To eschew my own native bias arising out of past experience, I have tried to factor in development attributes such as health care delivery, education facilities, employability after education, jobs availability, industry and infrastructure investment, to analyse the tyranny of discrimination. I have steered clear of human development indices as they take time to change albeit any improvement made to the quality of life.

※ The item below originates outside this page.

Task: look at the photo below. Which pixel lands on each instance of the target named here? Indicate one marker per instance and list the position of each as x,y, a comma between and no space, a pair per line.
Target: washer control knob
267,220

For proper assessment of the typology of development, it is important to study not just the quantitative change in the last three decades in North Karnataka but also the qualitative aspects of development. This is reflected in the level of technology use in the everyday life of the common man in addition to health and nutrition, individual sanitation, ease of living parameters like access to uninterrupted electricity, access to good roads and means of safe transportation in comparison to their OMR compatriots.
Some interesting factors sampled were: The number of people who are sick and need health care support: In OMR it was 95 to 98 per 1,000 while in North Karnataka it was 95 to 102 per 1,000. The problem area was Yadgir, which did not have even a decent secondary health centre and people had to go all the way to Kalburgi or Raichur for something as common as assisted delivery in complicated obstetric cases, but which is a facility taken for granted in OMR. Doctors said more nutritional and geriatric issues were prevalent in the districts of North Karnataka than the OMR. Almost 90 per cent of people of North Karnataka have to travel more than 100 kilometres when in need of tertiary care, resulting in loss of income, while the comparative figure for the OMR region stood at 57 per cent.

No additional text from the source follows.